Der Kläger tauschte im Jahr 2017 mehrfach seine Kryptowährungen von Bitcoin über Ethereum zu Monero und wieder zurück zu Bitcoin. Im Anschluss verkaufte er seinen Bitcoin-Bestand im November und Dezember des gleichen Jahres in kleinerer Stückelung und ermittelte einen Gewinn in Höhe von 3.441.261,70 Euro. Das Finanzamt berücksichtigte diesen Gewinn als Einkünfte aus privaten Veräußerungsgeschäften im Sinne von § 22 Nr. 2 i. V. m. § 23 Abs. 1 Satz 1 Nr. 2 EStG. Dagegen wandte sich der Kläger im finanzgerichtlichen Verfahren mit der Begründung, dass die gehandelten Kryptowährungen aus technischer Sicht lediglich verschlüsselte Datenpakete bzw. „Signaturketten“ seien und damit nicht unter den steuerlichen Begriff des Wirtschaftsguts fallen. Weiterhin führte der Kläger aus, dass ein sogenanntes normatives Vollzugsdefizit vorliege, sodass eine Besteuerung verfassungswidrig sei. Das FG Köln ist den Argumenten des Klägers nicht gefolgt. 

BFH-Entscheidung in Kürze

Der IX. Senat hat die Entscheidung des FG Köln vollumfänglich bestätigt; die Gewinne aus den Tausch- und Verkaufsvorgängen im Jahr 2017 sind daher als private Veräußerungsgeschäfte i. S. d. § 23 EStG steuerpflichtig.

Im Wesentlichen hat der BFH in den Entscheidungsgründen dargelegt, dass Kryptowährungen als Wirtschaftsgut zu qualifizieren sind. Die vom Kläger (und in der Fachliteratur) geäußerte Kritik, dass ein rein digitaler Eintrag die Begriffsdefinition des Wirtschaftsguts nicht erfülle, hat der BFH aufgenommen und jedes einzelne Tatbestandsmerkmal erläutert. Vereinfacht gesagt kann nach Auffassung des Senats auch in bloßen Zuständen ein wirtschaftlicher Vorteil liegen, sofern durch die Marktgängigkeit dieser Position ein Wert beigemessen wird. Aufgrund der Handelbarkeit der Kryptowährungen auf verschiedensten Portalen ist diese Marktgängigkeit gegeben, sodass ein wirtschaftlicher Vorteil für den Inhaber von Kryptotoken vorliegt.
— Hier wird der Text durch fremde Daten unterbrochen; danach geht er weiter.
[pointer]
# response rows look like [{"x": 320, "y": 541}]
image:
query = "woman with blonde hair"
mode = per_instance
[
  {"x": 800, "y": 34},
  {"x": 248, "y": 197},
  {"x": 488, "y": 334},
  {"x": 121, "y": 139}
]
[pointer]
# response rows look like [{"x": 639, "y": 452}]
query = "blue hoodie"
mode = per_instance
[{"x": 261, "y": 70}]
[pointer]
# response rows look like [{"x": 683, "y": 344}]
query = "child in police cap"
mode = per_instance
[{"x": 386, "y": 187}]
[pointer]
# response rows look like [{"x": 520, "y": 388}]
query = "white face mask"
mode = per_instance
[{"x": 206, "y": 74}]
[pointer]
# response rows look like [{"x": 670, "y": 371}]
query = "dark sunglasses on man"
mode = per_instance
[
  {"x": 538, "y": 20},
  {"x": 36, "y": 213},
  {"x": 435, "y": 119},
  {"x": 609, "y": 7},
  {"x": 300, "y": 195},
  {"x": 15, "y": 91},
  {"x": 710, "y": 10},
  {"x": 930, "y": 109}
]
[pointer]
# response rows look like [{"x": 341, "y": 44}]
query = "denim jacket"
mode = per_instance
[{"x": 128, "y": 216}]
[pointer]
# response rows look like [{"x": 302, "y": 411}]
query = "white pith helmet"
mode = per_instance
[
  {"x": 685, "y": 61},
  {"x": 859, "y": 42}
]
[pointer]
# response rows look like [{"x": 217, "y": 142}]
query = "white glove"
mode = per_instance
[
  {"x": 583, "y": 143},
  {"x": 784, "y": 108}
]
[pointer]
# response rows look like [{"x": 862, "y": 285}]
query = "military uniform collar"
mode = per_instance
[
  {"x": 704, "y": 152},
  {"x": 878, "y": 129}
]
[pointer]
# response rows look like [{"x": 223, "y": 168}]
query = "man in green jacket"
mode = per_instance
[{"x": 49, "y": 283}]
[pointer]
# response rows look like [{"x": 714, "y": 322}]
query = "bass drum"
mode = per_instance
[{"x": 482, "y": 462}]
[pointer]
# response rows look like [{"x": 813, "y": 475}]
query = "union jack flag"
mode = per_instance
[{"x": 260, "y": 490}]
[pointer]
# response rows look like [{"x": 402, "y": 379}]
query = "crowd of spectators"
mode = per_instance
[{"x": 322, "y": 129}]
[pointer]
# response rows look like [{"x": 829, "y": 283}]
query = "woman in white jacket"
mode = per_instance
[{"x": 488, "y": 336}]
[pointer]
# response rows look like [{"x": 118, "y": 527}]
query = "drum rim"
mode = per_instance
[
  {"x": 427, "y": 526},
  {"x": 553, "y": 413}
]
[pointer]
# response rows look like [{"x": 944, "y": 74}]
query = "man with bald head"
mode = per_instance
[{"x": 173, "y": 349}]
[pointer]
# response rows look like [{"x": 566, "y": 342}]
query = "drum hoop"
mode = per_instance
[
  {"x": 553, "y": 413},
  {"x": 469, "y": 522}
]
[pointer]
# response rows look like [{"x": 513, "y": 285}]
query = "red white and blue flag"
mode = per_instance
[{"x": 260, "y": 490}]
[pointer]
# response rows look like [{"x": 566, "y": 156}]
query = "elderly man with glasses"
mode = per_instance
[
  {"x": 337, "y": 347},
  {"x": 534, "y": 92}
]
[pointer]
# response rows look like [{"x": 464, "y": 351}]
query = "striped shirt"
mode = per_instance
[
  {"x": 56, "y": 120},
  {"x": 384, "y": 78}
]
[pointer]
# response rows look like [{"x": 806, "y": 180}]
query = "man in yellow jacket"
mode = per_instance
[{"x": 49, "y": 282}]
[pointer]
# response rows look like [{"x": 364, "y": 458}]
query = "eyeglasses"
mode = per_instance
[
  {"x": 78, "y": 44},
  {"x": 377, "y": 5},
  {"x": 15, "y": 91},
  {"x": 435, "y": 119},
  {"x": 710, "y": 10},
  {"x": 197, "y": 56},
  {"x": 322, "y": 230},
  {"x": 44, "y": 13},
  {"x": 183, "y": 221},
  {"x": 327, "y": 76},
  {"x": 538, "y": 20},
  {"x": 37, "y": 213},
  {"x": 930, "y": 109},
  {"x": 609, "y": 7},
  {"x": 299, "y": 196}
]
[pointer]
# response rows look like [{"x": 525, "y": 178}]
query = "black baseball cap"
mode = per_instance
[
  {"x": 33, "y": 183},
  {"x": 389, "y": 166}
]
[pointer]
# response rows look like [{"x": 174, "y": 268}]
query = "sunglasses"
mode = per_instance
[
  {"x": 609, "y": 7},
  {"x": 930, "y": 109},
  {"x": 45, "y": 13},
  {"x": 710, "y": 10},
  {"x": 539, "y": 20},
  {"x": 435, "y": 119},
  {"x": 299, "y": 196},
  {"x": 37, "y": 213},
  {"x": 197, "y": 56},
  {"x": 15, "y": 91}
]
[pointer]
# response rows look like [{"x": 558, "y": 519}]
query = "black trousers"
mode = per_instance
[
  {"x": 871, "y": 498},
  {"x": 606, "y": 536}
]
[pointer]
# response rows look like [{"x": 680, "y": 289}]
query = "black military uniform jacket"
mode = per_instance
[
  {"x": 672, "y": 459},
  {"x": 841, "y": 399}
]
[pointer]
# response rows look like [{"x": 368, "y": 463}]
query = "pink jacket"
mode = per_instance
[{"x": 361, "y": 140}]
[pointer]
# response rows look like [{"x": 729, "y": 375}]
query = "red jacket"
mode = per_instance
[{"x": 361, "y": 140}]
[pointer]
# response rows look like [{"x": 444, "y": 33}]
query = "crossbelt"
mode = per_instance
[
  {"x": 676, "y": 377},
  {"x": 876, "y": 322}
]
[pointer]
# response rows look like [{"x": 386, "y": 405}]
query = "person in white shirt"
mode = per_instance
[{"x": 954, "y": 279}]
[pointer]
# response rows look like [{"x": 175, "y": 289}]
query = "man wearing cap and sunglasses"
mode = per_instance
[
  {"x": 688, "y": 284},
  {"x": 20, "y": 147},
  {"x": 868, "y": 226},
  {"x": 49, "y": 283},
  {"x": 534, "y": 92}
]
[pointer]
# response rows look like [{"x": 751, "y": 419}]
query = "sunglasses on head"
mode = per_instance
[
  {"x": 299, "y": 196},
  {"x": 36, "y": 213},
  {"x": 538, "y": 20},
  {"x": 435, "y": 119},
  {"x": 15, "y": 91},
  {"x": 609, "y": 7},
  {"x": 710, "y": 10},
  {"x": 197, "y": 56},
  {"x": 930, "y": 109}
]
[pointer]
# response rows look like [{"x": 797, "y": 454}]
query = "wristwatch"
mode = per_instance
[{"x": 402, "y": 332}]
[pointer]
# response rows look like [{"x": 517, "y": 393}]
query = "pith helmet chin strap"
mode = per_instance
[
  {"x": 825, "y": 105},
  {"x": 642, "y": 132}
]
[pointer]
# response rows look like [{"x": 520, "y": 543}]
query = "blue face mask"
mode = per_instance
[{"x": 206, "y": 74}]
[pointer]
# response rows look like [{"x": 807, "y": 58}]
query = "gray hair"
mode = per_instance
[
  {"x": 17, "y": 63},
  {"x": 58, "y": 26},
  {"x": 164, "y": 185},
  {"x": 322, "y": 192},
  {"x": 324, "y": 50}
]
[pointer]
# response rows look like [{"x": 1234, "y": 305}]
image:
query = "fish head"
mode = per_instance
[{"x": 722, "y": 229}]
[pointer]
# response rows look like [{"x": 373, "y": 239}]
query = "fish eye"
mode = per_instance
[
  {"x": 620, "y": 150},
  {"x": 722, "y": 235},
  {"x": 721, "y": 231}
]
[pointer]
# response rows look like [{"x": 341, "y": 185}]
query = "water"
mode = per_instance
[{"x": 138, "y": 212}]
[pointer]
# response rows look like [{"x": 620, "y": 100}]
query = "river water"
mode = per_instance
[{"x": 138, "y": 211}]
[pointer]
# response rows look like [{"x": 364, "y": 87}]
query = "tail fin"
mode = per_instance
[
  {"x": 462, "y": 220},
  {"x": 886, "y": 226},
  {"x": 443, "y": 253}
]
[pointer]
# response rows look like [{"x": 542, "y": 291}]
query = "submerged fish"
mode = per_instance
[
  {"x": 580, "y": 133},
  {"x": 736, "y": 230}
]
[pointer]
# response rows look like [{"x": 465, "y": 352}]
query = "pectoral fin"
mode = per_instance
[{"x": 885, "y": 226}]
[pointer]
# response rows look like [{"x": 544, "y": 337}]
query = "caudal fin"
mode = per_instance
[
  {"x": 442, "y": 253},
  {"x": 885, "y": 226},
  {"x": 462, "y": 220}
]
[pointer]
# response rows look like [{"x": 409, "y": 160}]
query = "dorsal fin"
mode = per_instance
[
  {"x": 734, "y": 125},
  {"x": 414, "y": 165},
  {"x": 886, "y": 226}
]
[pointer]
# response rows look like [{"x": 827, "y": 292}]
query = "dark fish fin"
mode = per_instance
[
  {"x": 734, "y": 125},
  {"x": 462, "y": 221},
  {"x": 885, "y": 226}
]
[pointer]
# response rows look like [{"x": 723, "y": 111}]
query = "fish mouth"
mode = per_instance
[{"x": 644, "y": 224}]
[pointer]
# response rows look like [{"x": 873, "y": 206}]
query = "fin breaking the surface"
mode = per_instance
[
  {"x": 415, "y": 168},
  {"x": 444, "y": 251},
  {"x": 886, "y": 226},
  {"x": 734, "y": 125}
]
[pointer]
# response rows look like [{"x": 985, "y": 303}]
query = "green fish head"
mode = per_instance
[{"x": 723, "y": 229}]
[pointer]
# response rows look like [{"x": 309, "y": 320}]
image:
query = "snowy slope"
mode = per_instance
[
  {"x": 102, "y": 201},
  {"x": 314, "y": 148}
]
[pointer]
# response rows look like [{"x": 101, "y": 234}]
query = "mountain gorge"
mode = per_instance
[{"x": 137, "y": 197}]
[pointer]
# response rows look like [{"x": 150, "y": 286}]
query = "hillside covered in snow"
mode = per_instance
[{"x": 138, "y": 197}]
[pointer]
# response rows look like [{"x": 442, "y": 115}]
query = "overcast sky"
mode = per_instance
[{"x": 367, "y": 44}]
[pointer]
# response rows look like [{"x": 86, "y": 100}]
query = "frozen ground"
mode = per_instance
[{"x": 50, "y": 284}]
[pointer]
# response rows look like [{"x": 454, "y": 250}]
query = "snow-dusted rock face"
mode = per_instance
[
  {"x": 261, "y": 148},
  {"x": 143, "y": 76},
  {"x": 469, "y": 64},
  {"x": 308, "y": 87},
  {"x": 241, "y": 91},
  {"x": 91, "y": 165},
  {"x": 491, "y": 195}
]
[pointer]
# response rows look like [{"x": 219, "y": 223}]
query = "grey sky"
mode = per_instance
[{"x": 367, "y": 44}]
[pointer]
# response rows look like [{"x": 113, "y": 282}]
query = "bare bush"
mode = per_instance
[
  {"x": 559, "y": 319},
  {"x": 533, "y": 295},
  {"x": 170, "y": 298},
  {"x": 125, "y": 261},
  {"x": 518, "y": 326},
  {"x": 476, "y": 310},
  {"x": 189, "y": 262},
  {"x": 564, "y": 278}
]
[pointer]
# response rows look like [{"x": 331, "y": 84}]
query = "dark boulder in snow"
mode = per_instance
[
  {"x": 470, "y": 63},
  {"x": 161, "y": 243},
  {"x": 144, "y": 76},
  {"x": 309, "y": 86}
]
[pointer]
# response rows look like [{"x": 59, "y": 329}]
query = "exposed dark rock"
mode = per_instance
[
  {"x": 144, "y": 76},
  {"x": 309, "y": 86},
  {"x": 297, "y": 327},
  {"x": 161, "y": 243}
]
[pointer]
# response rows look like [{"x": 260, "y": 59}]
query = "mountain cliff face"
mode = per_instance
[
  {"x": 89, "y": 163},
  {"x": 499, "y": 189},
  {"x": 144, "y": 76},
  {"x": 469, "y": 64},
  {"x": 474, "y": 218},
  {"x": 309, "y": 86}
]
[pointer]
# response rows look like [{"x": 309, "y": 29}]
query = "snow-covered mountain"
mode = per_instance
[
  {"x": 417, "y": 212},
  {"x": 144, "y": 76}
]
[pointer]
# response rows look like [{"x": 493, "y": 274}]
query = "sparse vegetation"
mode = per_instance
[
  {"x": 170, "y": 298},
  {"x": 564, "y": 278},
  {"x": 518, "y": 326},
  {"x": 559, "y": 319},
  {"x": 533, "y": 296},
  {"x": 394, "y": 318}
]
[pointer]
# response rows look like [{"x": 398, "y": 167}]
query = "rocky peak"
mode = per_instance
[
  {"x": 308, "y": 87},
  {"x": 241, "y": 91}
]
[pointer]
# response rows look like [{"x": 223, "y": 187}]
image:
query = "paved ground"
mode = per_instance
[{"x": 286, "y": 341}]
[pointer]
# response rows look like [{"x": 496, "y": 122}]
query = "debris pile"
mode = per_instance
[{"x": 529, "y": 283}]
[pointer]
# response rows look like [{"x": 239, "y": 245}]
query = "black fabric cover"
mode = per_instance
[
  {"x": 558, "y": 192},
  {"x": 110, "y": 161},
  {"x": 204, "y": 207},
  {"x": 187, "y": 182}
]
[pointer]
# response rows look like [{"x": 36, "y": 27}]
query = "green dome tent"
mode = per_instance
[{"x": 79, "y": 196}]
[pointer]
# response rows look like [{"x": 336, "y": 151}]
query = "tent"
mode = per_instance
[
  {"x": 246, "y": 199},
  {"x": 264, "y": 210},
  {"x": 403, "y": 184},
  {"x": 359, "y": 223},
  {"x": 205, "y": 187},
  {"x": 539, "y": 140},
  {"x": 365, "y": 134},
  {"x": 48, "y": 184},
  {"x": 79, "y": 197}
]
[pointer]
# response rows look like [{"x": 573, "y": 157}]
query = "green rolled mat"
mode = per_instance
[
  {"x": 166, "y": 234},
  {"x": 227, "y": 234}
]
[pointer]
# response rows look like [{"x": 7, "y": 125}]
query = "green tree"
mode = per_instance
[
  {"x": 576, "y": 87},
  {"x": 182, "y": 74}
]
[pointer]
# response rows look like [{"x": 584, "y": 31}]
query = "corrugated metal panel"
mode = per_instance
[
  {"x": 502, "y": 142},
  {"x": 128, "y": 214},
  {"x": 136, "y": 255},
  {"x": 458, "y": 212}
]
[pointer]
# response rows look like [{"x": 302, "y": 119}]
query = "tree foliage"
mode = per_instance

Aufgrund der getätigten Tausch- und Verkaufsvorgänge im Jahr 2017 war dementsprechend § 23 EStG anzuwenden, sodass eine Steuerpflicht hinsichtlich des ermittelten Gewinns besteht.

Des Weiteren ging es um die Rechtsfrage, ob § 23 EStG aufgrund eines strukturellen Vollzugsdefizits verfassungswidrig sei. Ein solches liegt vor, wenn eine Gleichheit im Belastungserfolg durch die rechtliche Gestaltung des Erhebungsverfahrens in prinzipieller Weise verfehlt wird. Dies ist zum Beispiel der Fall, wenn eine notwendige Datenerhebung an gesetzlichen Regelungen scheitert. Der Umstand, dass aufgrund erschwerter Prüfbarkeit und entsprechend geringerer Aufgriffswahrscheinlichkeit durch die Finanzverwaltung ein Vollzugsmangel besteht, genügt für eine Verfassungswidrigkeit der Norm nicht. Dem Gesetzgeber steht eine Reaktionszeit zu, um die benannten Vollzugsmängel mit der Einführung neuer Kontrollmaßnahmen zu beheben. Nach Auffassung des erkennenden Senats ist diese Reaktionszeit im Streitjahr (2017) und auch gegenwärtig noch nicht überschritten. Beispielsweise besteht auch schon jetzt die Möglichkeit, durch Auskunftsersuchen bei den Krypto-Handelsplattformen die entsprechenden Auskünfte einzuholen.

Praxishinweise

Die Entscheidung des BFH war im Ergebnis zu erwarten, wenn auch viele Steuerpflichtige auf eine Nichtsteuerbarkeit der Gewinne hofften. Bislang nicht erklärte Gewinne aus Spekulationsgeschäften mit Kryptowährungen sind daher dringend anzuzeigen – erforderlichenfalls auch im Wege von Selbstanzeigen.

Immerhin sind materiell-rechtliche Fragestellungen nunmehr höchstrichterlich geklärt, sodass dahin gehend Rechtssicherheit besteht.

Weiterhin bleiben aber weite Teile der offenen Fragen im Umgang mit Kryptowährungen und insbesondere auch mit Non-Fungible Tokens (NFT) für die Praxis ungeklärt. Insbesondere hinsichtlich der steuerlichen Aufzeichnungs- und Mitwirkungspflichten ist auch weiterhin nicht einmal eine final veröffentlichte Verlautbarung der Finanzverwaltung ersichtlich. Demnach bleibt die weitere Entwicklung abzuwarten.